Otra de las enfermedades caracterizadas por aumento de depósitos de ferritina son las anemias sideroblásticas, pero al ser su causal una eritropoyesis ineficaz, a diferencia de la hemocromatosis genética, el depósito de hierro se produce en los macrófagos de la médula ósea.

Por último, la ferritina sérica es reconocida como un reactante de fase aguda y se encuentra elevada de manera inespecífica en una amplia gama de afecciones inflamatorias, incluidas la enfermedad renal crónica, la artritis reumatoidea y otros trastornos autoinmunes, infecciones agudas y malignidad. La ferritina elevada en estos estados refleja un aumento del almacenamiento total de hierro en el cuerpo, pero, paradójicamente, estos depósitos están secuestrados y no están disponibles para la hematopoyesis. Se presume que esta deficiencia relativa de hierro (en la inflamación y la malignidad) se desarrolló como un mecanismo de defensa para restringir la utilización del hierro sérico por parte de patógenos y tumores.

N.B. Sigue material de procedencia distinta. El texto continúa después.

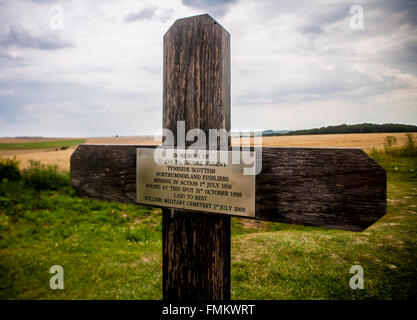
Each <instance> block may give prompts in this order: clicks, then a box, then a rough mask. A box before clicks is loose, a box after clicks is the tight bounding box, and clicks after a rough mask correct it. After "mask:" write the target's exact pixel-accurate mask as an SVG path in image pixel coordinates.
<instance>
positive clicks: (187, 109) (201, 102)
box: [162, 15, 230, 301]
mask: <svg viewBox="0 0 417 320" xmlns="http://www.w3.org/2000/svg"><path fill="white" fill-rule="evenodd" d="M163 78H164V83H163V128H166V129H169V130H171V132H173V134H174V138H175V141H174V143H173V145H174V146H177V145H183V142H182V141H177V140H176V139H177V136H178V132H177V124H178V121H184V122H185V132H189V130H190V129H200V130H203V131H204V133H205V136H206V137H209V130H210V129H225V130H227V131H229V130H230V36H229V33H228V32H227V31H226V30H225V29H223V28H222V26H220V25H219V24H218V23H217V22H216V21H215V20H214V19H213V18H211V17H210V16H209V15H200V16H194V17H190V18H185V19H180V20H177V21H175V23H174V24H173V25H172V26H171V28H170V29H169V30H168V31H167V33H166V34H165V36H164V75H163ZM208 142H209V141H207V140H206V145H207V146H208ZM184 143H185V145H189V144H192V143H193V141H188V142H186V141H184ZM165 145H167V143H166V141H165ZM172 212H176V213H175V214H174V215H173V216H172V215H171V213H172ZM180 212H181V211H178V210H174V209H163V210H162V215H163V218H162V244H163V255H162V260H163V274H162V282H163V283H162V286H163V298H164V299H167V300H199V301H201V300H225V299H230V216H214V215H208V214H201V213H196V212H190V213H187V214H184V213H180ZM178 213H180V214H178Z"/></svg>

Uno de estos casos es la anemia de los procesos crónicos (APC), donde se tienen valores de ferremia y saturación de transferrina disminuida; sin embargo, para realizar el diagnóstico diferencial con la anemia ferropénica se utiliza la ferritina ya que en la APC se encuentra elevada.

En el caso de los pacientes con enfermedad renal crónica, la ferritina sérica no es un buen marcador de hierro biodisponible, porque suelen presentar valores elevados debido a la inflamación crónica de estos pacientes. La deficiencia absoluta de hierro se define utilizando otra medida de laboratorio como saturación de transferrina <20% o el receptor soluble a la transferrina.

Por último, las inflamaciones sistémicas consecuentes a enfermedades autoinmunes como lupus o por infecciones virales, particularmente el virus de Epstein -Bar, también cursan con valores constantemente elevados de ferritina y pueden desencadenar en un síndrome hemofagocítico, siendo una de sus características diagnósticas la hiperferritinemia (valores mayores de 500 ng/dl).

 

Bibliografía

1.     Knovich MA, Storey JA, Coffman LG, Torti SV, Torti FM. Ferritin for the clinician. Blood Rev. 2009 May;23(3):95-104.

2.     Garcia-Casal MN, Peña-Rosas JP, Urrechaga E, Escanero JF, Huo J, Martinez RX, Lopez-Perez L. Performance and comparability of laboratory methods for measuring ferritin concentrations in human serum or plasma: A systematic review and meta-analysis. PLoS One. 2018 May 3;13(5):e0196576.

3.     World Health Organization. Serum ferritin concentrations for the assessment of iron status and iron deficiency in populations. Geneva: World Health Organization, 2011.

4.     Wang W, Knovich MA, Coffman LG, Torti FM, Torti SV. Serum ferritin: Past, present and future. Biochim Biophys Acta. 2010 Aug;1800(8):760-9.

5.     Young DS. "Effects of Drugs on Clinical Laboratory Tests", AACC Press, 5th ed., 2000.